The impact is a dramatic decrease in the “mean time to discovery” of businesses trying to track down how and where systems failures are occurring. That process typically takes engineers operating manually hours or days to complete. Modak says Last9’s approach can reduce that time to minutes.

The business launched in 2020, with Modak and Verma inspired by their experience at a previous start-up they eventually sold. “We scaled the business pretty rapidly but we kept running into the same problem,” Modak recalls. “Each time a software difficulty slowed us down, we thought about how there had to be a better way to resolve the issue.”

Eventually, the founders began developing Last9 as that “better way”. They spent the first year-and-a-half honing the product, but over the past six months, the focus has expanded to customer acquisition and commercial development. One early customer is Disney+ Hotstar, an entertainment company with rights to stream the cricket’s Indian Premier League; it has 30 million customers watching the stream at any given moment, underlining just what is at stake if an outage occurs.

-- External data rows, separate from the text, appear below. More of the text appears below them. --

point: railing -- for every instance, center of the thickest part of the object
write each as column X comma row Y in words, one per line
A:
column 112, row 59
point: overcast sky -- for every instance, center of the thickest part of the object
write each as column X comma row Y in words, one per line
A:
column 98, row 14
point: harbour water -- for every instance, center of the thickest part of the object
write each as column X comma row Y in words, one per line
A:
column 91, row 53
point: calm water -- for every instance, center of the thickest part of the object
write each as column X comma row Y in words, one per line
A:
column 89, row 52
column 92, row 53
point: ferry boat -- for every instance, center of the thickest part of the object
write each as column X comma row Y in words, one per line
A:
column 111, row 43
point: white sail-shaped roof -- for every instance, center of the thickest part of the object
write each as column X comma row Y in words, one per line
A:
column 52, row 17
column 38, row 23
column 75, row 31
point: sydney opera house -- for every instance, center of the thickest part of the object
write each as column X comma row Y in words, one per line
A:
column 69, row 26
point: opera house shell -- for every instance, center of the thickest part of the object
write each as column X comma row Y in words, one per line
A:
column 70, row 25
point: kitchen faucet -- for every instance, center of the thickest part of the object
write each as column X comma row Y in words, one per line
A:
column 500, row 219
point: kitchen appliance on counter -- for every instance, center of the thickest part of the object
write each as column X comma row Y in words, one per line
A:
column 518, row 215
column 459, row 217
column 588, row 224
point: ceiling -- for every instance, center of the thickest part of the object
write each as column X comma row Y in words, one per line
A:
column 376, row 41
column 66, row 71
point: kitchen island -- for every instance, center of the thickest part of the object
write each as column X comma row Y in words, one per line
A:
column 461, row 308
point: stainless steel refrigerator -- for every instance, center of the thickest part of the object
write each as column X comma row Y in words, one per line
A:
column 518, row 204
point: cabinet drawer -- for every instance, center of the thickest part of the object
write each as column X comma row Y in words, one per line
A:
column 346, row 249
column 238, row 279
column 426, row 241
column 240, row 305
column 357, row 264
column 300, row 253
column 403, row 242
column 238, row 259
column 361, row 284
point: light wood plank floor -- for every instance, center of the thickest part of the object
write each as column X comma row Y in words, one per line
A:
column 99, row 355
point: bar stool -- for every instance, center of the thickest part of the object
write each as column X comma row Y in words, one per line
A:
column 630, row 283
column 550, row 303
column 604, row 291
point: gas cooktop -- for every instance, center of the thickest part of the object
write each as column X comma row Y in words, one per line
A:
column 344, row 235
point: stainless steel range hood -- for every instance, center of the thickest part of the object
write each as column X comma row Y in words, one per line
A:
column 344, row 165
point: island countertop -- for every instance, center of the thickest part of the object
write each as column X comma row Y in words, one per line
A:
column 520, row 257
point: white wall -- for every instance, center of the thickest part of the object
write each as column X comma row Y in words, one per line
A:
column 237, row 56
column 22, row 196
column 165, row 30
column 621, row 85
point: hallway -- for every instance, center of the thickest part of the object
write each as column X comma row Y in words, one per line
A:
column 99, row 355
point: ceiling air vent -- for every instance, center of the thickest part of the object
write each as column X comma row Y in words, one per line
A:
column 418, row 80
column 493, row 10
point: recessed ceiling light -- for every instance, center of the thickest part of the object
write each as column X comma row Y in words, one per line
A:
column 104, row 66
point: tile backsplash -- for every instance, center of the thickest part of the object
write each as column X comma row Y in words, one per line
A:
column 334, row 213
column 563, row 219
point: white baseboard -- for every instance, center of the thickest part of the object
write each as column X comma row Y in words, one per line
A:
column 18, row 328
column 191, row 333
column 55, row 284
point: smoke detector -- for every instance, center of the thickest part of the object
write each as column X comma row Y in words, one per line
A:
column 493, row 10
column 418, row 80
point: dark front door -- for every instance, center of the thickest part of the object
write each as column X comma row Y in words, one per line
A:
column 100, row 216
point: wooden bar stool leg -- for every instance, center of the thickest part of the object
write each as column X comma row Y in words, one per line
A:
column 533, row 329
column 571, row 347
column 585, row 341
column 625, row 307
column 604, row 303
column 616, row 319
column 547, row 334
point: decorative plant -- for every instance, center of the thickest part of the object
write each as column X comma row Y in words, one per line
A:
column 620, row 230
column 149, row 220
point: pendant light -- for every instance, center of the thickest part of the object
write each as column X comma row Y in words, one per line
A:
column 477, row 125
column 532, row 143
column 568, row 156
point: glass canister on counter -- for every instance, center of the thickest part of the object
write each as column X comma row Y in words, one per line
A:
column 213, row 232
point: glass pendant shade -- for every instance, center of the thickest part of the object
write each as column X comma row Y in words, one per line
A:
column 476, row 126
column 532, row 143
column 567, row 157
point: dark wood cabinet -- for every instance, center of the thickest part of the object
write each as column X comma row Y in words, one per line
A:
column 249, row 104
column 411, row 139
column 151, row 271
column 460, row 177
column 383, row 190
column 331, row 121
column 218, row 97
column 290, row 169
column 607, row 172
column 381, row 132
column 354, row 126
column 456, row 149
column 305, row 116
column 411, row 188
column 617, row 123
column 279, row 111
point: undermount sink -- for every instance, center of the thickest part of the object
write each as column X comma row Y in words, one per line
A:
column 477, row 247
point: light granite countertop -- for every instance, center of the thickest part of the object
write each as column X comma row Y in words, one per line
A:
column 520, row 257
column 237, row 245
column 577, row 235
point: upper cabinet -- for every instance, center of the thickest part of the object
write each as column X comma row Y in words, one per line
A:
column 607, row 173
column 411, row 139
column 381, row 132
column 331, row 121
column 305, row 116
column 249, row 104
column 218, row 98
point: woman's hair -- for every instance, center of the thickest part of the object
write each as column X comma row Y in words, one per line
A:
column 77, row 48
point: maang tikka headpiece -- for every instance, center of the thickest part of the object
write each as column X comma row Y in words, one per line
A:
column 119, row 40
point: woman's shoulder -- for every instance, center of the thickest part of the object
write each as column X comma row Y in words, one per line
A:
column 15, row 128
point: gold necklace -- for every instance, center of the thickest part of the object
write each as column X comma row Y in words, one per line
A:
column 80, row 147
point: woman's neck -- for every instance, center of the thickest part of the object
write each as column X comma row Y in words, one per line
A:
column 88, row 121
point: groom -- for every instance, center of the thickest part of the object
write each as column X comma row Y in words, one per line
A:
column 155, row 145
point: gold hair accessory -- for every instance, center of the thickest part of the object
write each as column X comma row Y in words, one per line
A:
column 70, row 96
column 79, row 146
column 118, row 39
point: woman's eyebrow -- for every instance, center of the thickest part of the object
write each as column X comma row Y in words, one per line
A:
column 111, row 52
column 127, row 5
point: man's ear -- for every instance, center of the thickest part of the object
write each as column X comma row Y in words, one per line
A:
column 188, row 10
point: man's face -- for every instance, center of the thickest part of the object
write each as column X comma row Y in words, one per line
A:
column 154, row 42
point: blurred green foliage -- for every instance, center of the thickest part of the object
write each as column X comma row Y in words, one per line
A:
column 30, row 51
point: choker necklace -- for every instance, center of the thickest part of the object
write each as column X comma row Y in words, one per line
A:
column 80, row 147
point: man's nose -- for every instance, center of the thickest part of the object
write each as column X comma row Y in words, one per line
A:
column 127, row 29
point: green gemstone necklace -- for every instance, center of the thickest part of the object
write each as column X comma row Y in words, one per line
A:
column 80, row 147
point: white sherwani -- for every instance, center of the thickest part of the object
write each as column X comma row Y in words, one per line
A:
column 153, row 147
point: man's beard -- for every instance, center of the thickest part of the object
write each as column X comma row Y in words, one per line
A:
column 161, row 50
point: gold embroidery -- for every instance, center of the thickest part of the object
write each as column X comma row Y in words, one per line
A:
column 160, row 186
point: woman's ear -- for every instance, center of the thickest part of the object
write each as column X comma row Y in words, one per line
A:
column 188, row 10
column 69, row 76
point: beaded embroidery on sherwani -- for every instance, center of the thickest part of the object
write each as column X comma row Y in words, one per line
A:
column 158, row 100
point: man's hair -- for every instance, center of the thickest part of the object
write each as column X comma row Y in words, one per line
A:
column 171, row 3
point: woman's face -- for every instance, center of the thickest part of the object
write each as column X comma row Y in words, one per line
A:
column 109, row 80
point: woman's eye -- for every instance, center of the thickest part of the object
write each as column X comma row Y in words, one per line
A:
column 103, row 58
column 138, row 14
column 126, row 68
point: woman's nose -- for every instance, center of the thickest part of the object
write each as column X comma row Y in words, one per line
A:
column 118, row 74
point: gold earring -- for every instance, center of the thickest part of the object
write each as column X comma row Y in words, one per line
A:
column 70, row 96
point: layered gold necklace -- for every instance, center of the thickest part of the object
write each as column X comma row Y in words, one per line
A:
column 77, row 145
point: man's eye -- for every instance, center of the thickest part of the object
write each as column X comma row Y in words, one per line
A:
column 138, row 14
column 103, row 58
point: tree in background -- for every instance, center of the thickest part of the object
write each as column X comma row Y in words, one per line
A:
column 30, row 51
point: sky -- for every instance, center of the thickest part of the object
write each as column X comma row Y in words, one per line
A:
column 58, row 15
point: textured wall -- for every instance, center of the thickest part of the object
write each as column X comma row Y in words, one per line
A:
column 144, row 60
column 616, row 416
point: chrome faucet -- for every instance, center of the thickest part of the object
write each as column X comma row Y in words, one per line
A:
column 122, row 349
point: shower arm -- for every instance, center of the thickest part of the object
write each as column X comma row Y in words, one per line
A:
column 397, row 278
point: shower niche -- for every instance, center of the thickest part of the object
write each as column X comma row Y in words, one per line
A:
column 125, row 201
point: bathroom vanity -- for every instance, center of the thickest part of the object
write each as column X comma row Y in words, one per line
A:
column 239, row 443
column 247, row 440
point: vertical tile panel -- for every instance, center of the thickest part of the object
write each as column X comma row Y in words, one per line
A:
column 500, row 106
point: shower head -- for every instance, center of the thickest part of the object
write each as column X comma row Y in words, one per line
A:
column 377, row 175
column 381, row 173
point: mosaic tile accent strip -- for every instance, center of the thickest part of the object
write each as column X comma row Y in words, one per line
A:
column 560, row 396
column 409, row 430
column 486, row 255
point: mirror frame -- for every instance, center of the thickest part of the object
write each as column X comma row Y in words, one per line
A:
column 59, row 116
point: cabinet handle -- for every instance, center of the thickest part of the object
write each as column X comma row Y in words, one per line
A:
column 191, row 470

Product development is continuing. Last9 is particularly interested in change intelligence – tools that allow businesses to see in advance what impacts there might be from adding a particular microservice to the infrastructure. “Once you can start to predict the precise problems that new connections and interactions might cause, you have an opportunity to be proactive rather than reactive about reliability,” Modak explains. Think of that as preventing the fire breaking out in the first place.

Equally, Last9’s founders are now focused on scaling up the business from a commercial perspective, with plans to invest in their go-to-market capabilities. The California-based company sees North America as its largest target market, at least initially, but the solution is geographically agnostic.

Today’s fund raising should help with both product development and commercial roll-out, providing the business with significant additional financial firepower. The Series A round is led by Sequoia Capital India, with participation from co-investor Better Capital and a number of angel investors. The $11 million of new capital follows the $2 million that Last9 raised from Sequoia Capital India’s Surge program in April 2020.

“Building software systems that are reliable and can handle the velocity of code change is the need of the hour, but the way reliability is handled today is broken,” says Modak. “As the world is moving towards a microservices-led architecture, we believe it’s high time engineering teams start observing services and not servers.”